The root of the issue is the conviction that the ‘rejection’ is permanent and the judgment of condemnation is hopeless. I’d say the rejection is “permanent” only so long as the rebellion lasts, for the OT prophecies are replete with examples of God crushing his enemies for the purpose of bringing them to repentance so that He can restore them.
This “permanence” or “finality” is really the key issue, in my opinion. What is the purpose of Judgment? Why does God punish sin? That’s probably the essence of my disagreement with this gentleman.
This seems to place too much responsibility (and credit) for salvation on the individual–that is if he means that our efforts, our ability to walk the line between two errors, are the measure by which our “ultimate destiny” is determined. I agree with the idea of our being judged and disciplined based on our actions–just not that our failure to be good enough Christians can result in permanent rejection. But I may be misunderstanding him.
I wonder what reason he would give to justify this change? I read, “God was in Christ reconciling the kosmos to himself” – which is a bit different than saying He merely restored humanity to the possibility of reconciliation.
I’ve gotta run right now, but I’d like to comment further if I have time later. There were also some parts of the article that I thought were very good.
p.s. I left a comment for him on his site to let him know we’re discussing his article here.
Thanks for leaving the alert-comment there, Sonia. I would have done the same thing at Bro. Punt’s site, but I couldn’t figure out where best to do so. (Anyone else who wants to try figuring out how best to alert him of discussion here, can follow Sonia’s link above, and thence to Bro. Punt’s site.)
I’ll probably have comments on the article, too, later, although I’ll try not to double-up on what Sonia said.
Problem I see in that article is his definition of the term ‘universalists’ as “holding to the salvation of all regardless of any positive response to the gospel”. Of course, in EU we don’t hold that position. Contrary, there MUST be a positive response to the gospel, or we cannot be saved. It’s just a matter of when.
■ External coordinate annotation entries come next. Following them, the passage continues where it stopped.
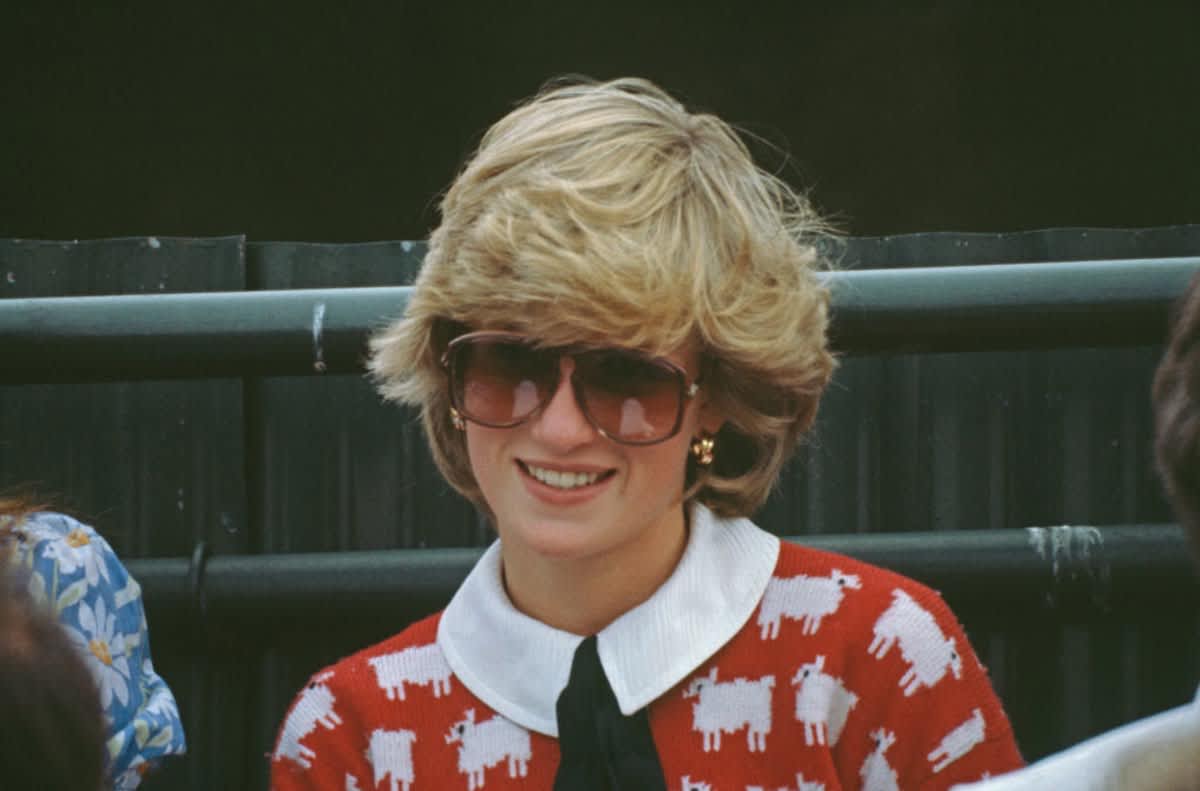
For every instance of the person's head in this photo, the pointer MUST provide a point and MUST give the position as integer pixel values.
(607, 215)
(52, 729)
(1176, 396)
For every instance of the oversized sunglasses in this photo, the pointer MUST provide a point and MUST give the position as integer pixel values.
(501, 379)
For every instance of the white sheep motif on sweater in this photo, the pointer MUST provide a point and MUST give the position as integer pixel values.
(419, 665)
(822, 703)
(959, 742)
(877, 774)
(485, 744)
(801, 785)
(923, 643)
(803, 598)
(731, 706)
(390, 754)
(315, 707)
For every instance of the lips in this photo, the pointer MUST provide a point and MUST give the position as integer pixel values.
(564, 479)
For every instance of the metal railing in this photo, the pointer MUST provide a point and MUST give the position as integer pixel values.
(282, 333)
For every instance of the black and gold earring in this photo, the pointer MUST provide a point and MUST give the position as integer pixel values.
(702, 448)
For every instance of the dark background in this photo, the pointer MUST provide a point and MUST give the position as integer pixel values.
(306, 121)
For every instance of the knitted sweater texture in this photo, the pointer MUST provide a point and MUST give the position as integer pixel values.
(846, 676)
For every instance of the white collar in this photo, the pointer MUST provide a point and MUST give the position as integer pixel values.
(519, 665)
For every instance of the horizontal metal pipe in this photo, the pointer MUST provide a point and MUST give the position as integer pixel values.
(282, 333)
(1067, 569)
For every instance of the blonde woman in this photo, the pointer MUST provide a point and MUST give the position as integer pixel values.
(67, 570)
(616, 341)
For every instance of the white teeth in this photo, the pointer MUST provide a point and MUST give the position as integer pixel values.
(562, 480)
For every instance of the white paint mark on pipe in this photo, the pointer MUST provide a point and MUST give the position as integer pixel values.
(318, 329)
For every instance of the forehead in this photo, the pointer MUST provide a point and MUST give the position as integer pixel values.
(687, 355)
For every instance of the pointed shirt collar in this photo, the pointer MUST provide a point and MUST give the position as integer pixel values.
(517, 665)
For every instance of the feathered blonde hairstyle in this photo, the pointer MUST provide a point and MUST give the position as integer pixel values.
(606, 213)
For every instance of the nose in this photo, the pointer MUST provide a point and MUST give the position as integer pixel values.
(562, 424)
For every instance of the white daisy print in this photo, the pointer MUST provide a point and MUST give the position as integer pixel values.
(103, 648)
(73, 551)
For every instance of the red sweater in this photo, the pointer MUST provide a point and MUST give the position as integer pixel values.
(845, 676)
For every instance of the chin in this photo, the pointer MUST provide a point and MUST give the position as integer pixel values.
(556, 539)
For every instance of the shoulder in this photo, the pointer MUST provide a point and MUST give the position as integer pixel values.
(361, 714)
(875, 588)
(417, 637)
(355, 683)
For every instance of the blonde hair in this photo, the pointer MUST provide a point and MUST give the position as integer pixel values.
(605, 213)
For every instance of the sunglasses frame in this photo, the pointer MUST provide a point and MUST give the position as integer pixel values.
(687, 389)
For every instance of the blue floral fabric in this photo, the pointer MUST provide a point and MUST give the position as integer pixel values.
(72, 570)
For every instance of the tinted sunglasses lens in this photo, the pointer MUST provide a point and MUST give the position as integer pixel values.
(501, 383)
(631, 399)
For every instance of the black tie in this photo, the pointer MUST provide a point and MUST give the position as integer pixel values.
(601, 748)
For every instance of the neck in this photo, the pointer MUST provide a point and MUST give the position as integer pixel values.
(583, 595)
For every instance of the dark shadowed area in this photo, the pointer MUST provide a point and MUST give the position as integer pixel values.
(309, 121)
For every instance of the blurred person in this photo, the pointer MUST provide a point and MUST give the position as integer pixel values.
(1159, 753)
(616, 340)
(52, 729)
(69, 570)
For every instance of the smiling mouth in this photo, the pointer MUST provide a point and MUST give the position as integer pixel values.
(564, 480)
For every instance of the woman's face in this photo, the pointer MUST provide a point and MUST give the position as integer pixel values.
(559, 489)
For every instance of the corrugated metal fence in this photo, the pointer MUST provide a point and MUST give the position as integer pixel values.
(905, 443)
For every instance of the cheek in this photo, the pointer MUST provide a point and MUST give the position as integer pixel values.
(481, 451)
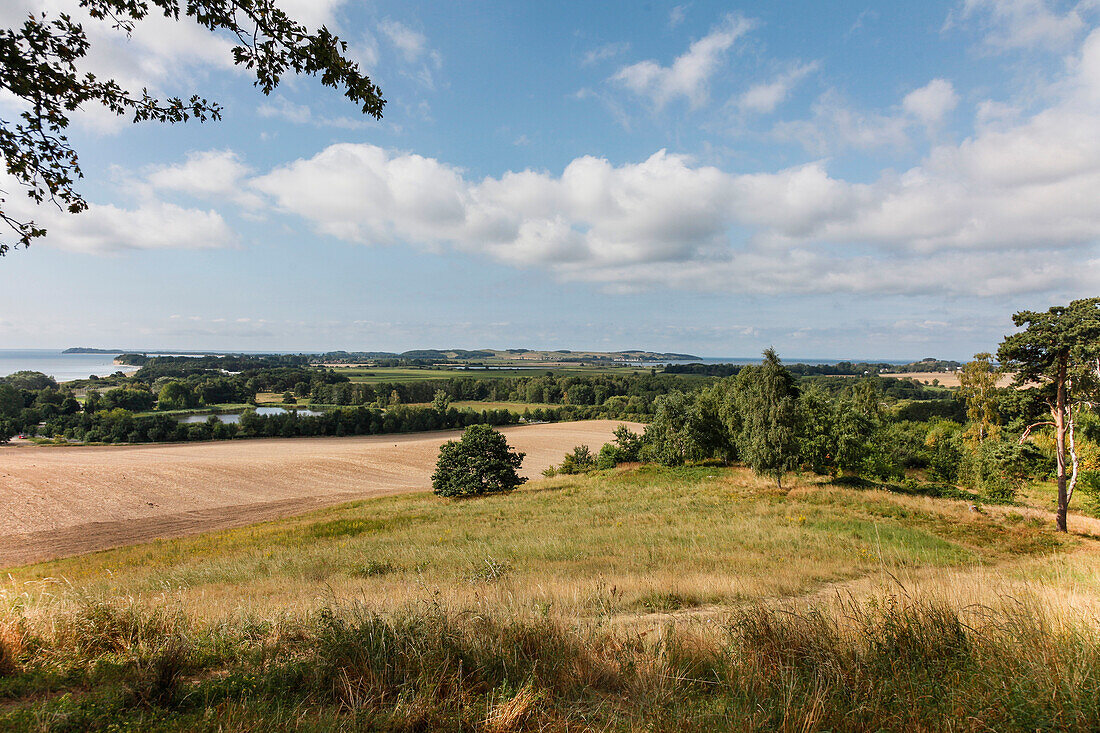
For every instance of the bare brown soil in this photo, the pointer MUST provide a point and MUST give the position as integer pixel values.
(946, 379)
(59, 501)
While I like his general impression about a the Gospel being universal in scope, that is, " The gospel is about the world and not just individuals. It is about the restoration of all creation and not simply the restoration of human hearts. It is about reconciliation and uniting of all nations and not simply reconciliation between individuals and God", I find it rather hypocritical on down the page when he says in one of his ‘essentials’ (point b), "The question of eternal salvation and judgment is not for speculation about the fate of other people; it is an infinitely serious practical question addressed to me. Which appears to be a matter of the individual, something he just spend a great deal of time NOT emphasizing.
Furthermore, it almost seems that we shouldn’t be concerned for the eternal fate of other people, something that I do spend a great deal thinking about. Should I not speculate, for example, whether or not, my loved one made it into the kingdom or is now suffering profusely under the intense pain in ECT, assuming that is true?
Or maybe I simply misunderstand something.
On a positive note, I agree whole-heartedly with the last two paragraphs on the article.
Sonja, true but I do think it’s more particular that it’s so long as dependent of WHEN God decides to have mercy. I am inclined toward the reformed rendering of Rom 9. Our rebellion (like Paul’s) is dependent upon the action of God breaking us. At least that’s how I see it.
I’d agree with your phrasing also–and I probably should have worded mine better! Thanks for helping me clarify!
To me it’s a matter of perspective: our rebellion cannot be overcome without our willing participation–we must overcome, we must “work out our salvation”. At the same time (I’d say) we cannot overcome apart from the working of God in us to bring us to Him–it is God is us working in us to save us, for we are His workmanship–created in Him for good works, and therefore we cannot boast! The good works that we do were prepared by Him for us to walk in.
Without Him we are utterly without hope. I don’t know if you agree with all that–but that’s how I see it currently.